Selon HoREA, ce groupe n'est pas éligible à l'achat ou à la location-vente de logements sociaux en raison du dépassement du seuil de revenu réglementaire (20 millions de VND/mois). Cependant, avec le niveau de prix des logements commerciaux qui est resté élevé pendant de nombreuses années, ils n'ont pas non plus les moyens financiers d'acheter des logements selon le mécanisme du marché.
Étude sur l'augmentation du plafond de revenu pour l'achat de logements sociaux
Lors d'une récente réunion du gouvernement, le Premier ministre Phạm Minh Chính a chargé le ministère de la Construction d'étudier la possibilité d'augmenter le plafond de revenu des acheteurs de logements sociaux à 25-27 millions de VND/mois. Ce niveau est de 25 à 35% supérieur au plafond de 20 millions de VND/mois appliqué à partir d'octobre 2025. Les personnes autorisées à acheter ce type de logement comprennent les personnes à faible revenu en milieu urbain, les cadres, les fonctionnaires, les employés et les célibataires.
M. Nguyen Hoang Nam - Directeur général de G-Home Joint Stock Company, une entreprise spécialisée dans le développement de logements sociaux - estime que l'augmentation du plafond de revenu pour l'achat de logements sociaux est conforme à la réalité. Le niveau de revenu de 27 millions de VND/mois semble élevé, mais lorsqu'il s'agit de couvrir les dépenses de subsistance, l'éducation des enfants et les dépenses familiales, la part du budget allouée au logement n'est généralement que d'environ 20 à 30% du revenu total. Avec ce ratio, l'augmentation du plafond de revenu est nécessaire pour que les gens puissent emprunter à la banque et rembourser l'achat d'un logement à tempérament pendant 20 à 25 ans.

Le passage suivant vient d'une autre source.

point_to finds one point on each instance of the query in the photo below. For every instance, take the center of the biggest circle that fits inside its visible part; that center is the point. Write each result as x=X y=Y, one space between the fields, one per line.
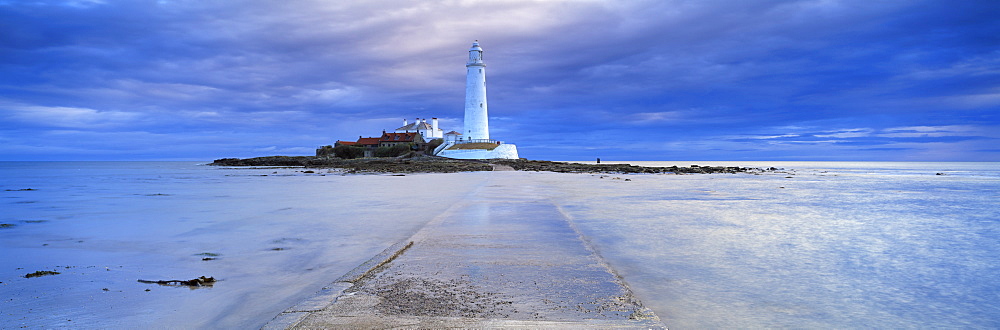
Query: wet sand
x=506 y=256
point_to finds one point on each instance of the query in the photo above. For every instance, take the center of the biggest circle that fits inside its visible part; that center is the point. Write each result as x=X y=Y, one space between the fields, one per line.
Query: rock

D'un autre point de vue, le Dr Trần Xuân Lượng - conférencier en immobilier à l'Université nationale d'économie - estime que le logement social doit d'abord être considéré comme une politique de sécurité sociale, visant à soutenir les groupes vulnérables tels que les personnes à faible revenu, les ouvriers, les travailleurs en difficulté ou les personnes méritantes.
L'augmentation du plafond de revenu à 25 - 27 millions de VND/mois pourrait être conforme à l'évolution du marché dans un contexte où les prix des logements dans les grandes villes augmentent rapidement. Cela signifie qu'il y aura un groupe de personnes supplémentaires qui remplissent les conditions pour acheter un logement social. Cependant, actuellement, les ressources en logements sociaux pour les personnes à faible revenu dans la société n'ont pas encore été résolues. Par conséquent, si les conditions de revenu sont assouplies, le groupe de personnes à faible revenu aura encore moins de chances d'acheter une maison.
Le Dr Trần Xuân Lượng estime que le problème fondamental ne réside pas dans l'augmentation du plafond de revenu, mais dans la redéfinition des objectifs et la refonte de la politique du logement social. D'après l'expérience internationale, il a déclaré que dans certains pays comme Singapour, la Corée du Sud, le Japon, le logement social est principalement utilisé pour la location ou la location-vente, au lieu d'être vendu immédiatement. Après une longue période, peut-être 10 à 20 ans, l'État procédera à la privatisation, garantissant ainsi aux citoyens le temps d'accumuler et aidant l'État à récupérer le budget.